Also spotted at the Chifley Square Japanese diner: VGI Partners chairman David Jones.
Over at Cafe Sydney we noted what appeared to be a chief executive women lunch of sorts, with UBS comms boss Caroline Gurney, CEW president Sue Morphet and Australia Post executive Nicole Sheffield.
LIGHTBULB MOMENT
City of Sydney councillor Kerryn Phelps can certainly not be accused of shirking the minutiae other less civic-minded types might find a bore. The former Wentworth MP, according to documents tabled for the City of Sydney’s Monday night council meeting, was particularly interested in the street lights of Potts Point.

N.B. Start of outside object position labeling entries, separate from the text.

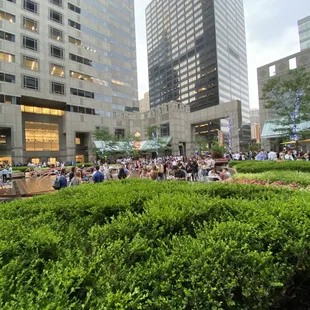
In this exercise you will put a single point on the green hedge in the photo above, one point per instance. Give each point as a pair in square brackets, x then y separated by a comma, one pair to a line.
[145, 245]
[252, 166]
[287, 177]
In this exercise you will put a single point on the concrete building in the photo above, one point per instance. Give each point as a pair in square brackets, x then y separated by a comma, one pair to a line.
[255, 125]
[144, 103]
[67, 67]
[177, 122]
[304, 33]
[279, 68]
[197, 56]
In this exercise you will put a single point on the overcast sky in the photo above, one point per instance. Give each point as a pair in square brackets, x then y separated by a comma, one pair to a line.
[271, 29]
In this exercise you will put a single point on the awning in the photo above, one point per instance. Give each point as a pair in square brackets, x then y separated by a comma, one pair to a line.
[121, 146]
[272, 130]
[150, 145]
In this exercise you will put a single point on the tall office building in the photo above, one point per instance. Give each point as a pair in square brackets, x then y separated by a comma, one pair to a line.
[304, 33]
[67, 67]
[197, 53]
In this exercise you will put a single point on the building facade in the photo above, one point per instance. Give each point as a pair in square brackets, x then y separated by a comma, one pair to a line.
[144, 103]
[304, 33]
[197, 56]
[67, 67]
[255, 125]
[278, 68]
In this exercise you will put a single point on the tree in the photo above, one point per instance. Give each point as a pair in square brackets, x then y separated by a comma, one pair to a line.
[201, 144]
[289, 99]
[217, 150]
[160, 144]
[107, 143]
[254, 147]
[126, 145]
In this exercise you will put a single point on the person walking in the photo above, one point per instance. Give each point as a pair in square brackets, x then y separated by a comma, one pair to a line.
[4, 173]
[10, 172]
[98, 176]
[76, 180]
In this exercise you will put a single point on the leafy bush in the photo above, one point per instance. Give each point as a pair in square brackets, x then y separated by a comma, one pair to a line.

More specifically, she was exercised about the “five different types and styles of street lamp” on Tusculum Street. For the record, that's a 110 metre road running parallel to Macleay Street between Manning Street and Hughes Street - although according to Phelps’ motion for new street lamps, no explanation should be necessary.
Phelps writes it is not only “a historically significant street” but attracts “local and international tourists”. The Sydney Harbour Bridge, the Opera House, Tusculum Street…

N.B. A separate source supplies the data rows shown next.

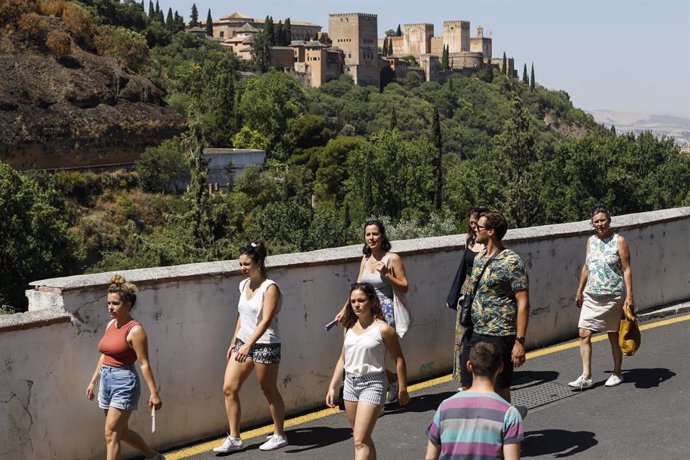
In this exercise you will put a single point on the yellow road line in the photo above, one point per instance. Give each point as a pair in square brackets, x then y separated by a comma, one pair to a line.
[264, 430]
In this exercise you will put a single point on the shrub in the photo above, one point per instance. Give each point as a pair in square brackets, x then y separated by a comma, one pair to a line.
[12, 10]
[34, 27]
[59, 43]
[78, 21]
[127, 46]
[50, 7]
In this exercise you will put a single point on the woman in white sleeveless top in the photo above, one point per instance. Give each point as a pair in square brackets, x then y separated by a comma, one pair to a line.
[254, 345]
[605, 284]
[367, 338]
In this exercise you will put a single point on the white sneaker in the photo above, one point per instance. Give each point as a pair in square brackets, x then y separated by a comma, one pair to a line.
[392, 392]
[274, 442]
[613, 380]
[581, 383]
[230, 444]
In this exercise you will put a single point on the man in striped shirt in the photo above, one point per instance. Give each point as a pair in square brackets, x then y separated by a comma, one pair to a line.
[477, 423]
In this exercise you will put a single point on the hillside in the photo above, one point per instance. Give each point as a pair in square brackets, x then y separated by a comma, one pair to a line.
[59, 110]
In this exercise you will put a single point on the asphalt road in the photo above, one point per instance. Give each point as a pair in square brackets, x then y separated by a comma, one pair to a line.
[647, 416]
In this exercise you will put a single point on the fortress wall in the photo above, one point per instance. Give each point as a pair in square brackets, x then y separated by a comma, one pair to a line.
[48, 354]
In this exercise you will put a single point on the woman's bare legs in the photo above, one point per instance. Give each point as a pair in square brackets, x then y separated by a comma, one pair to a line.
[363, 417]
[586, 352]
[616, 352]
[267, 374]
[236, 374]
[117, 430]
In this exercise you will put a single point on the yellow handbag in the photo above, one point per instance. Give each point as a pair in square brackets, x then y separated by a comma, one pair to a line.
[629, 336]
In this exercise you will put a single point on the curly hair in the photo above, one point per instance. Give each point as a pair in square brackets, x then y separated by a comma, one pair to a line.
[127, 291]
[385, 242]
[350, 318]
[257, 251]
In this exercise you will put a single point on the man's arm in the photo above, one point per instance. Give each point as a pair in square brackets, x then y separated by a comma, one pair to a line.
[518, 354]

“The City's 'Passion: Sydney's Wild Side' historical walking tour features two stops close to Tusculum Street ... and visitors must walk down Tusculum Street as part of this tour,” the missive continues. And how they manage to do that with “five different types and styles of street lamp” is quite beyond us.
Phelps wanted City of Sydney chief executive Monica Barone to “identify the most appropriate style of street lamp for Tusculum Street” and “investigate the feasibility” work that could be done to ensure “all nine street lamps are uniform”. (The motion was not carried, although a similar one was.)
With elections around the corner, and with Phelps confirming to this column she is considering taking on lord mayor Clover Moore for the top job, perhaps every vote counts.
It certainly couldn’t have anything to do with the fact that Phelps and her wife Jackie Stricker-Phelps live less than 100 metres away from Tusculum, and own an investment property on that very street ... could it?
MODERN LIBS
Now spare a thought for NSW Liberal director Chris Stone, who was late last month shocked to discover another political party squatting on his outfit’s name. It’s the work of Frederick Jordan Chambers barrister Victor Kline, who with his wife Katharine, have started The New Liberals.
“It is clearly the case that the name ... is intended to convey that your party is in some way affiliated with the Liberal Party of Australia,” Stone wrote to them on November 25.
Not only has Stone complained to the Electoral Commission, he’s told the Klines that the use of the name “amounts to passing off and is conduct likely to mislead and deceive the voters in NSW, in breach of section 18 of the Australian Consumer Law”. No response yet, sources told us.